Chapter 1 Nervous System Organization (Lecture + Textbook) Flashcards
What is Charles Darwin’s Core Idea
- Traits are adaptive for survival and reproduction or detrimental to the survival
- Natural selection is a process that leads to adaptive traits being carried through generations
- Design Principles - Biological structures such as how eyes have similar structure versus function
What is the CNS (Central Nervous System)
Brain and Spinal cord (including eyes and optic nerves)
What is the idea of Centralization, what part of the NS is this prevalent
Its prevalent in the CNS. Its the idea that with Neurons being clustered in one location aids Neural connections to be faster and more efficient + Metabolically effective
What is the PNS (Peripheral Nervous System)
Any neural tissue outside of the brain and spinal cord.
- Sense organs and muscles besides eyes and optic nerves
- It includes neurons that form clusters and ganglia through various parts of the body
What is the Autonomic nervous system?
regulates involuntary physiologic processes including heart rate, blood pressure, respiration, digestion, and sexual arousal. Functions independently of CNS
What is the Enteric NS and what Branch of NS does it belong to
Autonomic -
- Lies within the lining of the gut
- aids in digestion
- Has more neurons than the spinal cord
What is Gray matter + what does it contain
Has most parts of the Neuron such as:
- Cell body + dendrites + Synapses (which vary in size and shape and properties)
- Neuronal cell bodies with similar features cluster together to create brain nuclei
What is white matter and what does it contain
Axons - Most long axons are segregates into distinction bundles (fiber tracts)
- Most Axons have myelin - the fatty covering on axons which speeds up neural info transfer
What are fiber tracts
When most long axons are segregated into distinct bundles
What are contralateral neuronal connections
Connections are on the opposite sides of the brain
What are ipsilateral neuronal connections
Connections on the same side of the brain
What is meant by the idea that the brain began as single homogeneous entity
It begins as one single entity when its first made in the embryo, through development it subdivided.
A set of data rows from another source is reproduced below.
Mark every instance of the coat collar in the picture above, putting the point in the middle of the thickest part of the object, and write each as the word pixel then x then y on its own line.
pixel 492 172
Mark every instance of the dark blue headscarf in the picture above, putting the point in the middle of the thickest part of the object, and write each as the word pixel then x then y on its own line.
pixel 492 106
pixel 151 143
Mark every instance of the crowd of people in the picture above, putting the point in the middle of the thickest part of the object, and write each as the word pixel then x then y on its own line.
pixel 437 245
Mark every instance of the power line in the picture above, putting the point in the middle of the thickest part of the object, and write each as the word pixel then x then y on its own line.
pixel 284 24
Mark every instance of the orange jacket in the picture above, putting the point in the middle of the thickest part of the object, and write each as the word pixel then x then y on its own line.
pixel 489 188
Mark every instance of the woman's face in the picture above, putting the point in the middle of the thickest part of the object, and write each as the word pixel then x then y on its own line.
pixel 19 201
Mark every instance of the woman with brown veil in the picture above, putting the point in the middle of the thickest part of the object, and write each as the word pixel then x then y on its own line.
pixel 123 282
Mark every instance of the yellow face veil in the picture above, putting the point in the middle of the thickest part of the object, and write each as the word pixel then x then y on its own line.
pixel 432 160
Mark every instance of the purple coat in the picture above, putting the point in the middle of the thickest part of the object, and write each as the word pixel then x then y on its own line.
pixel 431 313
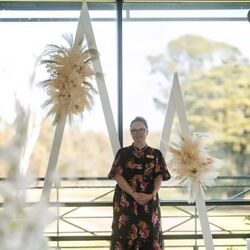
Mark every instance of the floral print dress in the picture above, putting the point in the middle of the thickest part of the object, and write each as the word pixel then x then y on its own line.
pixel 136 226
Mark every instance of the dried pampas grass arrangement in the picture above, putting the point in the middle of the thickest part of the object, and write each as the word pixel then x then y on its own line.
pixel 69 86
pixel 190 163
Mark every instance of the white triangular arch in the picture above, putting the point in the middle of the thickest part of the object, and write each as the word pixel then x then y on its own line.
pixel 176 104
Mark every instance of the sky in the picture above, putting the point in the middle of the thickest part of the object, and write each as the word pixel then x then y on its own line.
pixel 22 43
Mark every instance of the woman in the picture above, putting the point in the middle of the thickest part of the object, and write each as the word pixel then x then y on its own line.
pixel 138 171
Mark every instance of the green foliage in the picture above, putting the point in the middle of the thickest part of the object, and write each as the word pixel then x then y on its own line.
pixel 215 81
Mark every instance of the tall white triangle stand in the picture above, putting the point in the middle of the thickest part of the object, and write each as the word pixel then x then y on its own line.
pixel 84 28
pixel 176 104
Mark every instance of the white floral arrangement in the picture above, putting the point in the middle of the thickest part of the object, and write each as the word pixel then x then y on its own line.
pixel 191 164
pixel 69 86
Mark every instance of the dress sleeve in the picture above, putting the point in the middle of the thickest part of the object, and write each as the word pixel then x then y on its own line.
pixel 161 167
pixel 117 166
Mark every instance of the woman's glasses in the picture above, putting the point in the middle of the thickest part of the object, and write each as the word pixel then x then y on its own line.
pixel 138 131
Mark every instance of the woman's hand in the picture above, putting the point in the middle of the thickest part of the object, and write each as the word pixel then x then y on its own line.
pixel 142 198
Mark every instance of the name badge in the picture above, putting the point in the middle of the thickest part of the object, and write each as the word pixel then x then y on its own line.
pixel 150 156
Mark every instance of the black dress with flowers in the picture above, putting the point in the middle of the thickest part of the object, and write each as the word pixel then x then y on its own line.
pixel 136 226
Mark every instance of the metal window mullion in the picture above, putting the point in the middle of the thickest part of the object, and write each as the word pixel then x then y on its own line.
pixel 120 70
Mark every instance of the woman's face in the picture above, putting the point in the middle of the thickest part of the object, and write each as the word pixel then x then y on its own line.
pixel 138 132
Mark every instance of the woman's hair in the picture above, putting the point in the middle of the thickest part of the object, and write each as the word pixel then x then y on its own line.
pixel 140 119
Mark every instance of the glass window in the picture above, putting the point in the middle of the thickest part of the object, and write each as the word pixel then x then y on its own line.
pixel 86 148
pixel 207 49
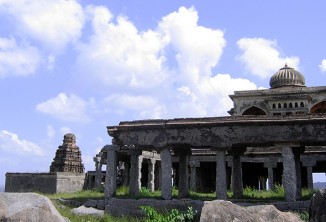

The nuclei is divided based on developmental origin
What are the three early development brain sections
- Hindbrain
- Midbrain
- Forebrain - Thalamic, hypothalamic, other regions
What subdivisions does the Hindbrain contain and what is the general structure of the Hindbrain
It is shaped like a rhomboid.
- It contains the Medulla
- Cerebellum
- Pons
What is the relative size of the midbrain, and what subdivisions does it contain
Its relatively small in humans compared to other animals.